Meghan Lewis (left), CSUN art alumna, works at unwinding thread to help artist Su-Chen Hung create a "red sea" for CSUN Art Galleries exhibition. Red thread (right) "rain" on umbrella forms striking tableau.

Su-Chen Hung's 'Red Sea Series' Opens at CSUN Galleries

Miles of Thread 'Ties' Artist's Chinese Heritage to Contemporary Culture

Rich red loops of thread cover the floor of a bare white-walled space in the Cal State Northridge Art Galleries. Dead center are two eggs, side by side.

The urge to assign a specific symbolic meaning to this unnamed tableau is well understood by its creator, Bay Area artist Su-Chen Hung. But as an intuitive artist, Hung invites visitors to discover their own meanings for the works of art in her new "Red Sea Series" exhibition.

Three new installations are introduced in the exhibition, on view from noon to 4 p.m. Mondays to Saturdays through September 25 at the Art Galleries.

Using red thread as a recurring and uniting motif, each installation reveals what gallery director Louise Lewis describes as "the fluid dynamics" of cross-cultural identity.

From her native Taiwan, Hung brought an entire case of spools--each wound with 6,000 yards of red thread. Seven of those spools were laboriously unwound in spiraling loops to cover the floor of the first installation.

"We calculated that almost three and a half miles of thread were used for that one," Hung said.

It took Hung and a complement of CSUN art students 12 days to cover the entire floor space, working more than 12 hours a day to create the "ocean current" effect the artist was after. In the process, both Hung and the students learned to let the thread work its own magic.

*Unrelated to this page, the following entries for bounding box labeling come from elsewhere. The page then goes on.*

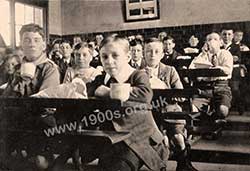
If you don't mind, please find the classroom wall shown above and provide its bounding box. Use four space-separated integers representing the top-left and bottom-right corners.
58 0 250 35
48 0 62 35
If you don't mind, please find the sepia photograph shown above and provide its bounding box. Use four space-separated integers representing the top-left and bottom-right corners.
0 0 250 171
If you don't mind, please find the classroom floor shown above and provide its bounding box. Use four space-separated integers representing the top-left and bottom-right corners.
0 112 250 171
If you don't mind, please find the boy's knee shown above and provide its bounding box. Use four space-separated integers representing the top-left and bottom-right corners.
36 155 49 169
217 105 229 119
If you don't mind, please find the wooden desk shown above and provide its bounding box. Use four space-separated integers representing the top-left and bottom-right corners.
179 68 227 78
191 131 250 165
0 98 133 156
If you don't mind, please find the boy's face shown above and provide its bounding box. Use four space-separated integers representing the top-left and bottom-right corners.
145 42 164 67
163 39 175 53
100 42 129 77
61 42 73 58
131 44 143 62
21 32 46 62
234 32 243 42
95 35 103 45
4 58 18 74
74 47 92 67
206 33 222 54
188 36 199 47
158 32 167 41
221 30 234 43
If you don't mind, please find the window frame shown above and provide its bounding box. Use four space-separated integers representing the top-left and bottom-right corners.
0 0 48 48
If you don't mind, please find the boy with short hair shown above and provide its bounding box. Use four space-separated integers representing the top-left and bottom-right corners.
58 40 73 83
4 24 59 97
88 36 168 171
233 30 249 51
3 24 60 170
145 38 197 171
161 36 181 67
189 32 233 120
129 40 145 69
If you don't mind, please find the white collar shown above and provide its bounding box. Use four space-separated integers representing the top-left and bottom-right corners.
104 66 135 85
131 59 142 66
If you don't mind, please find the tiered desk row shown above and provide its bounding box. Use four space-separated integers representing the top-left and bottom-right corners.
0 66 250 168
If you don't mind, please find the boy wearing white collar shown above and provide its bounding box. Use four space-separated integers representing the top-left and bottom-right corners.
189 32 233 120
87 36 168 171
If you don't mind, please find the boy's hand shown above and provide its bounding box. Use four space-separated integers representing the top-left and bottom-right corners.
95 85 110 97
233 55 239 62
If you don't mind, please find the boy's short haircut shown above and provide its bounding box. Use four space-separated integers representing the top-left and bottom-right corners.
129 39 143 47
74 42 93 55
234 30 244 33
4 53 21 64
100 34 129 53
19 24 45 41
145 37 162 44
61 39 72 47
163 36 175 43
52 39 62 47
221 27 234 33
205 31 222 41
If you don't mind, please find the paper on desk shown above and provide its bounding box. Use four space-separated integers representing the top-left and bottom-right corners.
31 80 88 99
176 56 191 59
149 76 168 89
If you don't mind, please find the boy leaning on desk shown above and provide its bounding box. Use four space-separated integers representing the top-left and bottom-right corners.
189 32 233 121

"The thread will lead you where it wants to go," Hung said.

Suspended on a near invisible wire, a black umbrella slowly revolves under a shower of red thread "rain" in the center of the second installation. In the third, the thread is reinvented in countless ways on two walls of found objects. It flows through a small faucet, threads needles, even turns up as a gentleman's tiny bow tie and buttons in a vintage button card.

Reflective of Hung's Chinese heritage, the installations are in part a tribute to her dressmaker aunt, said the artist, explaining the prominence of needles, thread and the color red--associated in Chinese culture with luck and good blessings.

"The artist chooses everyday objects from contemporary Chinese and American cultures--dinnerware, shoes, umbrellas, small hardware items, as well as sewing thread--as a visual connection between her separate geographic and cultural identities," Lewis noted.

Hung's 2002 work, "WATER Spells," won the Crescordia Award for Art in Public Places. She is the recipient of numerous fellowships and grants, as well as public arts commissions in Phoenix, Arizona and at San Francisco International Airport.